Este pensamiento complació totalmente a Qiao Xuan.

¡Era la mejor noticia de todas!

Al día siguiente, los cuatro desayunaron juntos.

La reunión continuó ese día. Shao Yunduan no se había embriagado demasiado la noche anterior, así que ya estaba bastante sobrio a esta hora. Incluso preguntó a Qiao Xuan y Taotao sobre dónde habían ido el día anterior.

Qiao Xuan no mencionó la abadía, solo le contó brevemente sobre dar un paseo fuera de la ciudad.

Shao Yunduan estaba a punto de decir algo, cuando Qiao Xuan sonrió.

—Solo muy cerca de la ciudad, un lugar con mucha gente alrededor. No fuimos ni iremos demasiado lejos —dijo Qiao Xuan.

Shao Yunduan también sonrió y abandonó su idea de regañarla.

—No viajes demasiado lejos.

Después del desayuno, Shao Yunduan y Qi salieron, mientras que Qiao Xuan y Taotao se quedaron un poco más en el hostal y luego salieron de compras.

Había algunos sitios con hermosos paisajes que valía la pena visitar.

En la abadía, el Viejo Maestro, que estaba en coma, finalmente despertó.

El Viejo Maestro había resultado gravemente herido en un accidente anteriormente. Sus piernas quedaron lisiadas, y otras funciones corporales también resultaron dañadas en cierta medida. La mayoría del tiempo permanecía acostado aturdido todos los días. Entrar en coma o experimentar dolores ocasionales sucedía con frecuencia.

Había algunas ocasiones en las que se sentía mejor.

Siempre que se sentía mejor y el día era agradable, salía en la silla de ruedas, pidiendo a su sirviente que le ayudara a revisar el bosque compuesto por los preciosos árboles que había plantado hace 30 años.

Cuando el Viejo Maestro despertó y vio a su esposa sentada junto a la cama llorando, respondió con una sonrisa.

—Todavía no te has acostumbrado a esto, ¿verdad?

La Señora forzó una sonrisa.

—Por supuesto que no. Tienes que recuperarte, ¡no me asustes!

Ella no tenía miedo de cuidarlo, ni estaba preocupada por hacerle compañía en esta tediosa abadía. Solo temía que un día perdiera el conocimiento y nunca despertara.
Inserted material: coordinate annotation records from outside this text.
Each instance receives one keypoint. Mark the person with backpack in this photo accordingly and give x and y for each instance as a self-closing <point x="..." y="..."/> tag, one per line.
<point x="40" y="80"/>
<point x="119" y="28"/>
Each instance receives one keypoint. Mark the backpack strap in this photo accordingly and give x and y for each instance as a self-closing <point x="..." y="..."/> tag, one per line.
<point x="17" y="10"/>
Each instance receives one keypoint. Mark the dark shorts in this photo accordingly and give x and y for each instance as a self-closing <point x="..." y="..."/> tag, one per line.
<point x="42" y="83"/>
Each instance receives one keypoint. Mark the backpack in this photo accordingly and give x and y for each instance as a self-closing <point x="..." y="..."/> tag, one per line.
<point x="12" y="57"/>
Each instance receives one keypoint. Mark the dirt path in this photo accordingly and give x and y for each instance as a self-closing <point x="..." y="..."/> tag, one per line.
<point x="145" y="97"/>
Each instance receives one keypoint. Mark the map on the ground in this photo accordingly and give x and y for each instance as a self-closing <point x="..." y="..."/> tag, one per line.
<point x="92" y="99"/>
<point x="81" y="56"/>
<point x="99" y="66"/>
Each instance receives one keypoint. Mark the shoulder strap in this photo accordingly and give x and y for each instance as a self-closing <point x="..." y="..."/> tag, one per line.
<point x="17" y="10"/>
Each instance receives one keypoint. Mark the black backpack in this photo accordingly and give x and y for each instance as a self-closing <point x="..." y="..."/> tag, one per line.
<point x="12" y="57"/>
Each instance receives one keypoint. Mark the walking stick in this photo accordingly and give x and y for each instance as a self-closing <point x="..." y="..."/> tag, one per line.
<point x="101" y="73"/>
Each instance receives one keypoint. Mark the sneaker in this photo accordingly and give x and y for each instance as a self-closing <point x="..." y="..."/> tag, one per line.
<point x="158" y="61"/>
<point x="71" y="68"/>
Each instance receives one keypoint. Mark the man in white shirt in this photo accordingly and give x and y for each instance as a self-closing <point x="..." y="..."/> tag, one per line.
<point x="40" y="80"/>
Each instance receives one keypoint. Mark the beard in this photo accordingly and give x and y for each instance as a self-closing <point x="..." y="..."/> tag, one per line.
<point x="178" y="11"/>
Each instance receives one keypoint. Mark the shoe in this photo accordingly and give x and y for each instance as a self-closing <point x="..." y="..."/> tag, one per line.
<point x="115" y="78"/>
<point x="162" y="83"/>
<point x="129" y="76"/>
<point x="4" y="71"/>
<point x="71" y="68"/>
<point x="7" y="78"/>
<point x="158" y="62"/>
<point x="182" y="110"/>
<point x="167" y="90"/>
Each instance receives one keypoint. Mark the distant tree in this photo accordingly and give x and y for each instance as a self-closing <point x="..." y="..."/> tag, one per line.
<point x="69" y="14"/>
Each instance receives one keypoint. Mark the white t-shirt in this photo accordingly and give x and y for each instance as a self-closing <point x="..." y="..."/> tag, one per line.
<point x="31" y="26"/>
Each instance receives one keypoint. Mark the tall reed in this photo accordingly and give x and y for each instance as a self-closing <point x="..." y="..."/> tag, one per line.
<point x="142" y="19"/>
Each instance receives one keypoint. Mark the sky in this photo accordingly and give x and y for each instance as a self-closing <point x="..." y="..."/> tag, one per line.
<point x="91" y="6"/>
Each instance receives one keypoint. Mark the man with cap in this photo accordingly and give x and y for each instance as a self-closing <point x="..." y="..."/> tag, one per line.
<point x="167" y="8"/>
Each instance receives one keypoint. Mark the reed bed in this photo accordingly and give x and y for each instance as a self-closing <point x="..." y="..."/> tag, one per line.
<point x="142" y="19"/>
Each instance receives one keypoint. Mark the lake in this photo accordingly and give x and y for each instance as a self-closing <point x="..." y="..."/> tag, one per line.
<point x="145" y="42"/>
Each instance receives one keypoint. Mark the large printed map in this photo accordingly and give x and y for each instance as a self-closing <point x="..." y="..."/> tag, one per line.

El médico dijo que su cuerpo ya estaba muy débil, y sus vísceras habían sido gravemente dañadas. Estos años, solo se había mantenido con vida gracias a valiosos materiales medicinales. A pesar de eso, seguía empeorando poco a poco. Un día, se pondría tan mal que su cuerpo ya no podría soportarlo. En ese momento, sería el fin de su vida.

Pero su esposa no se atrevía a hacérselo saber. Era algo que continuamente le dolía en el corazón como una espada colgando sobre su cabeza, que podría caer en cualquier momento.

Especialmente durante el último año, él estaba empeorando y cualquier pequeño incidente la ponía nerviosa.

Pero a pesar de la recaída que ocurrió hoy, el Viejo Maestro se veía bien y comió mucha más comida durante la cena y bebió un tazón más de sopa.

—¡Quizás he estado encerrado demasiado tiempo, y hoy me siento mucho mejor y con más energía!

¡Su esposa se sintió muy nerviosa al escuchar estas palabras!

Esto no debería ser el último momento antes de la muerte, ¿verdad?

Ella forzó una sonrisa.

—Es bueno que estés mejorando, es bueno…

La Primera Señora durmió en la habitación del Viejo Maestro esa noche. Apenas se atrevía a cerrar los ojos por si ocurría algo.